The final version of a spending bill would unravel school lunch standards the Agriculture Department proposed earlier this year. These include limiting the use of potatoes on the lunch line, putting new restrictions on sodium and boosting the use of whole grains. The legislation would block or delay all of those efforts.
Lee and Collier school districts have already put into place many of the Obama administrations changes, such as serving more fruits and vegetables, but there are other standards that the districts would have been forced to take up removing 2 percent fat milk from schools and serving unflavored 1 percent or fat-free milk.
On an average day, the Lee district serves 48,000 lunches, and all meals include at least one fruit and one vegetable. The district spends $11.2 million a year on food for its 119 schools more than $1 million on fresh fruits and vegetables.

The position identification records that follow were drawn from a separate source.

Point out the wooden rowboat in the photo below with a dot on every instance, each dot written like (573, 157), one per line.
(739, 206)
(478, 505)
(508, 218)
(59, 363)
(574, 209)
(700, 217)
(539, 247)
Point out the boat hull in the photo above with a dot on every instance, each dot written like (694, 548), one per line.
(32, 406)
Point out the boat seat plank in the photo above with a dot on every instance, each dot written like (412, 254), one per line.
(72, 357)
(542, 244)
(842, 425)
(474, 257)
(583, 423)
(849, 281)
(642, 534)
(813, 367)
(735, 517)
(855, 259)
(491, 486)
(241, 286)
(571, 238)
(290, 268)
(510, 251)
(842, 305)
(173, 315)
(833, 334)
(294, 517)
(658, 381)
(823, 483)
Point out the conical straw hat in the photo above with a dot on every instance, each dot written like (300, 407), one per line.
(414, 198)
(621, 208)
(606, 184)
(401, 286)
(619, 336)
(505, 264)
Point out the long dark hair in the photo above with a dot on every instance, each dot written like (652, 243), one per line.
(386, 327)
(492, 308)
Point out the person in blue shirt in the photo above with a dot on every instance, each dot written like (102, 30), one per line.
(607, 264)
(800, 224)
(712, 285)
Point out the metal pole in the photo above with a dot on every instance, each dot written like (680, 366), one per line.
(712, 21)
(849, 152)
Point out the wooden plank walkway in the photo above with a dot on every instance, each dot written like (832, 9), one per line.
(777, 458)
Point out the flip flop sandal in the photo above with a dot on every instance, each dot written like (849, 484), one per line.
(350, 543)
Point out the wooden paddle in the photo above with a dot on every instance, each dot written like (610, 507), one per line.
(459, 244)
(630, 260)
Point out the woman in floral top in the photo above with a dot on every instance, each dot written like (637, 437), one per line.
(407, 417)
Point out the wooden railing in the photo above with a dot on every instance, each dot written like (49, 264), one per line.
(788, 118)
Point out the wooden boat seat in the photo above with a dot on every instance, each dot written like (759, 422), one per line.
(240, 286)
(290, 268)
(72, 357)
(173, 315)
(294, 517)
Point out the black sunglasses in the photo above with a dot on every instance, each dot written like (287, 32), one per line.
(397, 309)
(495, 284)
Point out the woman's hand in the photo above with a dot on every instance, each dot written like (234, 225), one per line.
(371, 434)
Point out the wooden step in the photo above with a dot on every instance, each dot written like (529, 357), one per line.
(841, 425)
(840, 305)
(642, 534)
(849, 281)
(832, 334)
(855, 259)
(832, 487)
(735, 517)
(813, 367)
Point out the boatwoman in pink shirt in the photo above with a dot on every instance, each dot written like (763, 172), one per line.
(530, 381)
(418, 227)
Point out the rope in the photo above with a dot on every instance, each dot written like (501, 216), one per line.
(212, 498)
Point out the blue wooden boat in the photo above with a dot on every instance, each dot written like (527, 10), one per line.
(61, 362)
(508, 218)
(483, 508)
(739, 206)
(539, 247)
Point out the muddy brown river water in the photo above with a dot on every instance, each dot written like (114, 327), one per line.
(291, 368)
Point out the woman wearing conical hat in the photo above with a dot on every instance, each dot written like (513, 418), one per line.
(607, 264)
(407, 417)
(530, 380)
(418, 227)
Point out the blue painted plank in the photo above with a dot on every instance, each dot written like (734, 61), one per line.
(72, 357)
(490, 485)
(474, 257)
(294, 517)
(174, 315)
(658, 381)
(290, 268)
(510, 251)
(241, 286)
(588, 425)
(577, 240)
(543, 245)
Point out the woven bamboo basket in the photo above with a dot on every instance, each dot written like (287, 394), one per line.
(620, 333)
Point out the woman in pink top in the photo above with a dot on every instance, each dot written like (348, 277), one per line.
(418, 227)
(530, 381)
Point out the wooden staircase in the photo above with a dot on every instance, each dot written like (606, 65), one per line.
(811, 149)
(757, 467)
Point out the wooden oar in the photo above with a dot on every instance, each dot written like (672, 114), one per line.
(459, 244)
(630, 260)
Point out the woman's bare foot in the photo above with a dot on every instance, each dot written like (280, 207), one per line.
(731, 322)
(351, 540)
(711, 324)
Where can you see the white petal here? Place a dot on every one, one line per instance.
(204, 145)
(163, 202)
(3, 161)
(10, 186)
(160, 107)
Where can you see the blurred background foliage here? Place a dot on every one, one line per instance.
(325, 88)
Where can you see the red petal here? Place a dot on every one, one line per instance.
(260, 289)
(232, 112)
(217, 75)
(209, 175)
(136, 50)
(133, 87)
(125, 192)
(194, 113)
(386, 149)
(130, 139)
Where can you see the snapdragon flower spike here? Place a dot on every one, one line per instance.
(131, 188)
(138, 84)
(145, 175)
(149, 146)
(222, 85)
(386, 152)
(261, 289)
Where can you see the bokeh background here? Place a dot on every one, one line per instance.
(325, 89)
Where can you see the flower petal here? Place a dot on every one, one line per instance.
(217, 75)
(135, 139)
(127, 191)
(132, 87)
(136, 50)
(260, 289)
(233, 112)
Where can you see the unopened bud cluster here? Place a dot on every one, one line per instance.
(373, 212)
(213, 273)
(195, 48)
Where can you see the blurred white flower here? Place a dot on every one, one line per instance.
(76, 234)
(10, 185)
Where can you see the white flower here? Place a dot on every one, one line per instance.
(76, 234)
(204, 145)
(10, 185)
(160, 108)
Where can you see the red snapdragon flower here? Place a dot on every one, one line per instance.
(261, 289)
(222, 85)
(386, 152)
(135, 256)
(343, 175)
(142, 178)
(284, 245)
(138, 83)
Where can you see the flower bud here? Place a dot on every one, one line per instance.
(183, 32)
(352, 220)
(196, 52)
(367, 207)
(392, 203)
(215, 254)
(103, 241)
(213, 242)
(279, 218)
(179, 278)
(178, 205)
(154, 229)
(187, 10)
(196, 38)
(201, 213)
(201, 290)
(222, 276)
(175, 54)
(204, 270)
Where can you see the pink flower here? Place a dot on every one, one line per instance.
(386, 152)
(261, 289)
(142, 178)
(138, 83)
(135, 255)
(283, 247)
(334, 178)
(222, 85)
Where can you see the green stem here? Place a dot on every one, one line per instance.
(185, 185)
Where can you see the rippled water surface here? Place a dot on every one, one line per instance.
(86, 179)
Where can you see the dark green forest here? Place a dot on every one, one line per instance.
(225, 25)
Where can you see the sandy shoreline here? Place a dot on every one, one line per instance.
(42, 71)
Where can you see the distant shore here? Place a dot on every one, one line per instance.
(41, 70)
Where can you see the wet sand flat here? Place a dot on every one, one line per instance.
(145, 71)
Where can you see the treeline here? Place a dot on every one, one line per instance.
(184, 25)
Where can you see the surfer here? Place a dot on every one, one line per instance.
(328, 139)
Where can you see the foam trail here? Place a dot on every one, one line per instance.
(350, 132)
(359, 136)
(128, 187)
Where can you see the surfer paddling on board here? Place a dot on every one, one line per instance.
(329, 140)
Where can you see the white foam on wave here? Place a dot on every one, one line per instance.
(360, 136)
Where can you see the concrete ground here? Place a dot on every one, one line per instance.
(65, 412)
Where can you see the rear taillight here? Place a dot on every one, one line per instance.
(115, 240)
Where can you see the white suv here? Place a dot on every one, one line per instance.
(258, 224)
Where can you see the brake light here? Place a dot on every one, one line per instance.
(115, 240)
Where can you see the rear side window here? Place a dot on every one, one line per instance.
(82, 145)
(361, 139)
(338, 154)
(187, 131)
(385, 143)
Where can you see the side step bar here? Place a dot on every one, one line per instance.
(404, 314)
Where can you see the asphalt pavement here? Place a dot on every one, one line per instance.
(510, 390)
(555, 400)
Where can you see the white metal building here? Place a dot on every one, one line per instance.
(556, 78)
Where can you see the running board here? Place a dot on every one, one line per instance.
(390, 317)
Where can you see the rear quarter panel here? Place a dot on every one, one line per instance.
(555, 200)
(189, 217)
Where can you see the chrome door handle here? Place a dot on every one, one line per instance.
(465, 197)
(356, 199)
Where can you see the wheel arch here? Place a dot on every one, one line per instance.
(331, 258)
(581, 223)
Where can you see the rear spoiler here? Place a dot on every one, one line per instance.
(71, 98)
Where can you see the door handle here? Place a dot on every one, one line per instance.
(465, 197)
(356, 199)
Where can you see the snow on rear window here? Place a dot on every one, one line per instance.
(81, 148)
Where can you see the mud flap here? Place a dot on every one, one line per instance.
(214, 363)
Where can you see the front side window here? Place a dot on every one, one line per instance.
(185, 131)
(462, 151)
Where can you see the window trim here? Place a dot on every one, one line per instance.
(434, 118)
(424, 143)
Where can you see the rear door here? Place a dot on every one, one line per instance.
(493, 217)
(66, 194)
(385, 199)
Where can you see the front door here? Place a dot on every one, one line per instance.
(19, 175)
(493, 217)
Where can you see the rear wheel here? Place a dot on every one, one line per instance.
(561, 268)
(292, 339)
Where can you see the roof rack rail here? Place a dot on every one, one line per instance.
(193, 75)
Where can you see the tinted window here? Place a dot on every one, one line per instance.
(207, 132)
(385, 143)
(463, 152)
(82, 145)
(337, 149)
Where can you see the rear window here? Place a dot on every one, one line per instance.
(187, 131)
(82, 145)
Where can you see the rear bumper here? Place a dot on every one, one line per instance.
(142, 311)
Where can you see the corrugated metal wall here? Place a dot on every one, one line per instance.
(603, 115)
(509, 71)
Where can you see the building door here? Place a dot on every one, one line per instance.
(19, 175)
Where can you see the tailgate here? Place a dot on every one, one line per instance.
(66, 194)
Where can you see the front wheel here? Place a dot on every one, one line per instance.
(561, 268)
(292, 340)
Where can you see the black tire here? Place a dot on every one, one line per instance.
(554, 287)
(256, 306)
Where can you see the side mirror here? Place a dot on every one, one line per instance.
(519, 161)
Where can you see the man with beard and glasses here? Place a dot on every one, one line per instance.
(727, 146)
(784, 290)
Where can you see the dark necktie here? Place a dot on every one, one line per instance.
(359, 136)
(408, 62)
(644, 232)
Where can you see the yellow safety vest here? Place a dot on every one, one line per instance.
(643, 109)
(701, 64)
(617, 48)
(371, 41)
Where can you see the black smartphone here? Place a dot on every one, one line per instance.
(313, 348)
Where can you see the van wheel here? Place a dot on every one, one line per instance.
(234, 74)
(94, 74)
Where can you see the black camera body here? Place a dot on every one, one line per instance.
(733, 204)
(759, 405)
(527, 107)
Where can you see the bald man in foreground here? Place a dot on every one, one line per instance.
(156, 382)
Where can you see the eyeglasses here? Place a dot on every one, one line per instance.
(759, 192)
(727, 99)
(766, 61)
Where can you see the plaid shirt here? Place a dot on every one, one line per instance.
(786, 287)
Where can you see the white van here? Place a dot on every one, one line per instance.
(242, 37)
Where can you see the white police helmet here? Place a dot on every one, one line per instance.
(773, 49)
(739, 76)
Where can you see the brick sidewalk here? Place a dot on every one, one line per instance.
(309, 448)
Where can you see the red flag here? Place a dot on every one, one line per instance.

Collier and Lee, which removed all fryers from its schools five years ago, is in line to get a boost from the federal government to pay for the heathier fare. Last years $4.5 billion Healthy, Hunger-Free Kids Act increased the federal reimbursement rate for school lunches by 6 cents per meal. About 67 percent of Lees 80,000 students qualify for free or reduced-price meals through the federal government.
In its new spending bill, Congress wants to allow tomato paste on pizzas to be counted as a vegetable, as it is now. USDA had wanted to only count a half-cup of tomato paste or more as a vegetable, and a serving of pizza has less than that.
Tomatoes, incidentally, are a fruit.
Nutritionists say the whole effort is reminiscent of the Reagan administrations attempt 30 years ago to classify ketchup as a vegetable to cut costs. This time around, food companies that produce frozen pizzas for schools, the salt industry and potato growers requested the changes and lobbied Congress.
School meals that are subsidized by the federal government must include a certain amount of vegetables, and USDAs proposal could have pushed pizza-makers and potato growers out of the school lunch business.
Piling on to the companies opposition, some conservatives argue that the federal government shouldnt tell children what to eat. In a summary of the bill, Republicans on the House Appropriations Committee said the changes would prevent overly burdensome and costly regulations and … provide greater flexibility for local school districts to improve the nutritional quality of meals.
School districts have said some of the USDA proposals go too far and cost too much when budgets are tight. Schools have long taken broad instructions from the government on what they can serve in the federally subsidized meals that are given free or at reduced price. But some schools have balked at government attempts to ban specific foods.
Staff writer Chris Umpierre contributed to this report.